The untreated water from Saracuruna River, Rio de Janeiro State, was flocculated with Tanfloc (Tanac S.A., Montenegro, Rio Grande do Sul, Brazil), a tannin-based product, and then demineralized. The physicochemical properties of the treated water and the content of residual tannin were determined in each stage of the purification process. The treated water was used in emulsion polymerizations and the latexes obtained were analyzed as for the content of reacted styrene, surface tension, mechanical stability, total solid content and coagulum weight. The obtained rubber was then submitted to ageing.
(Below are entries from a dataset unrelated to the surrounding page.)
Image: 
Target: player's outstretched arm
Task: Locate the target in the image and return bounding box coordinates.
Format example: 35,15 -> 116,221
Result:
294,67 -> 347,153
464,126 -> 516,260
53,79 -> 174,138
Water treatment: Untreated water was placed in 2 L flasks, equipped with mechanical stirrer. To each flask, 1 mL of a solution containing 10,000 ppm of tannin was added. After 15 minutes of stirring, the solution was let to stand for 12 minutes. The treated water passed through four treatment columns (50 × 1000 mm) filled up with 800 mm sand, active coal, Amberlite Na (H⁺ form) (Rohm and Haas Química Ltda., Jacareí, São Paulo, Brazil) and Amberlite IRA 458 Cl (OH^- form) (Rohm and Haas Química Ltda., Jacareí, São Paulo, Brazil) ion exchange resins. The physicochemical characteristics of the treated water were observed on a turbidimeter (Hach Company, model 2100P, Loveland, Colorado), a conductivity meter (Micronal, model B331, São Paulo, São Paulo, Brazil) and a pH meter (Mettler-Tolledo, Inc., model MP120, Columbus, Ohio).
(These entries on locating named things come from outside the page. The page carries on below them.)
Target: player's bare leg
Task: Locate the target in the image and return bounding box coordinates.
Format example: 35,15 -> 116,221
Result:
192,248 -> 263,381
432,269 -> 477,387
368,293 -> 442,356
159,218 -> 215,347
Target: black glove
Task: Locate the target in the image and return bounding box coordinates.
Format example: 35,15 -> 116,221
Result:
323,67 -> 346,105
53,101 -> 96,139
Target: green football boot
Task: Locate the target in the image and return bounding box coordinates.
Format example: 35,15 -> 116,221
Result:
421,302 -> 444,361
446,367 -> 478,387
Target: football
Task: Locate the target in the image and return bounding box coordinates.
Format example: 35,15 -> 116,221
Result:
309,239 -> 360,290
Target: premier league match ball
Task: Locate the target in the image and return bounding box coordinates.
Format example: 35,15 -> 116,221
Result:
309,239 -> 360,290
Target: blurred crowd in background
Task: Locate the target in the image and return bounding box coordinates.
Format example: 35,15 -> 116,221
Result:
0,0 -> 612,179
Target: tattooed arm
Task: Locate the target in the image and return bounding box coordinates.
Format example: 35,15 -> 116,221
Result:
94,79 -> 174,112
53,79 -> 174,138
Content of residual tannin: To a 50 mL sample, 1 mL Folin phenol reagent (Merck S.A. Indústrias Químicas, Rio de Janeiro, Rio de Janeiro, Brazil) and 10 mL carbonate-tartarate reagent (Merck, S.A. Indústrias Químicas, Rio de Janeiro, Rio de Janeiro, Brazil) were rapidly added. The mixture was allowed to stand during 30 minutes for color development and photometric readings were made on a photometer (Hach Company, model DR/210, Loveland, Colorado) at a wavelength of 690 nm.
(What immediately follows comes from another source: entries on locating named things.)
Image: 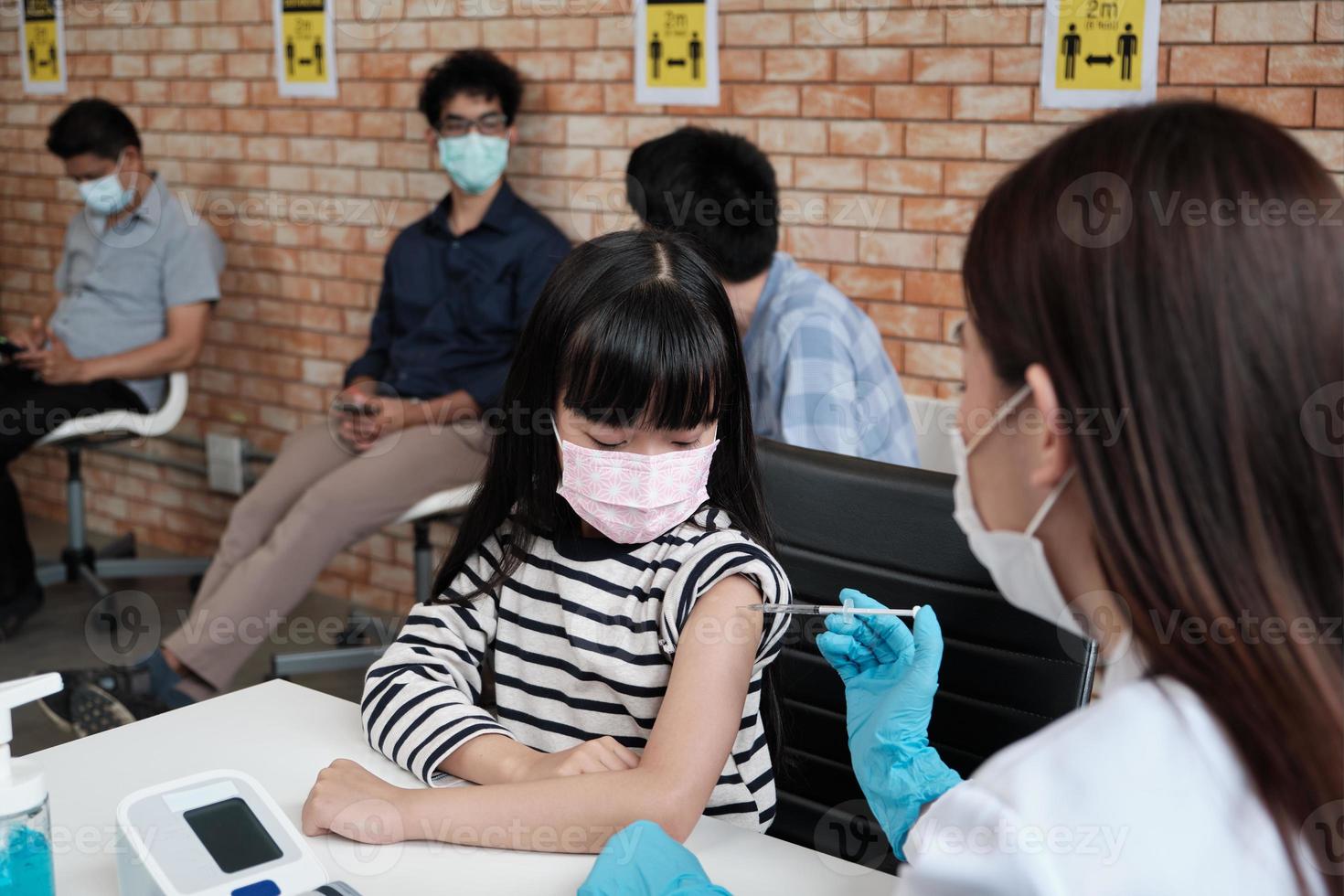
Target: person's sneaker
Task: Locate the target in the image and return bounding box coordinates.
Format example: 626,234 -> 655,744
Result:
34,667 -> 154,738
0,581 -> 45,641
69,682 -> 168,738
Polymerization reaction: The emulsion polymerizations of styrene and butadiene were conducted in 20L vessels containing the necessary ingredients, according to the standard formulation. The reaction took place at 8 °C until the latex presented a total solids content around 25.8% w/w. Four polymerizations were carried out with water of different characteristics. In the first reaction, water was treated with aluminum sulfate (this treatment was taken as the reference). In the second reaction (Tann0) the water was treated with tannin. In the last two reactions the water was also treated with tannin but additional amounts of tannin were added to the pre-treated water, 1 ppm (Tann1) and 3 ppm (Tann3), in the third and the fourth reactions respectively.

Total solid content: In previously weighed aluminum pan, approximately 1.000 g of latex was weighed. The material was dried in an oven, at 170 °C during 15 minutes, then weighed again.

Content of chemically bound styrene: A small amount of latex was transferred to an aluminum pan where it was coagulated and washed twice with acetone. The coagulated material was then spread on an aluminum foil so as to form a film. The material was dried in an oven at 100 °C, during 20 minutes, then pressed for 8 minutes at 100 °C and 15,000 psi (Dan-Presse Indústria e Comércio de Prensas e Equipamentos Ltda., model DCV.L.10, Duque de Caxias, Rio de Janeiro, Brazil). After cooling, the laminate was cut into 0.5 cm strips for determinations of refractive index at 25 °C on an ABBE refractometer (Carl Zeiss, Inc., model 33040, Thornwood, New York). Surface tension: Approximately 25 mL of filtered latex was transferred to a Petri dish, dry and clean, and with the platinum ring (# 03/98) of a Cenco DuNoüy (Cenco Instruments, model 70535, Chicago, Illinois) tensiometer, the surface tension of the sample was determined, according to ASTM D 1417-96.

Mechanical stability: After filtration through an 80 mesh sieve, 50 g of latex were placed in the test jar where it was stirred for 30 minutes at 14,000 rpm. The latex was filtered again in the 80 mesh sieve and the retained material was dried and weighed.

Latex coagulation: Filtered latex, demineralized water, antioxidant and 20% w/v brine solution were placed in a heated flask. To this, 3.5% w/v H₂SO₄ was added until pH 4.5. After coagulation of the rubber, the heating was interrupted and demineralized water was added for washing until pH 6.5-7.0. The solid material was dried in an oven, at 70 °C during 24 hours.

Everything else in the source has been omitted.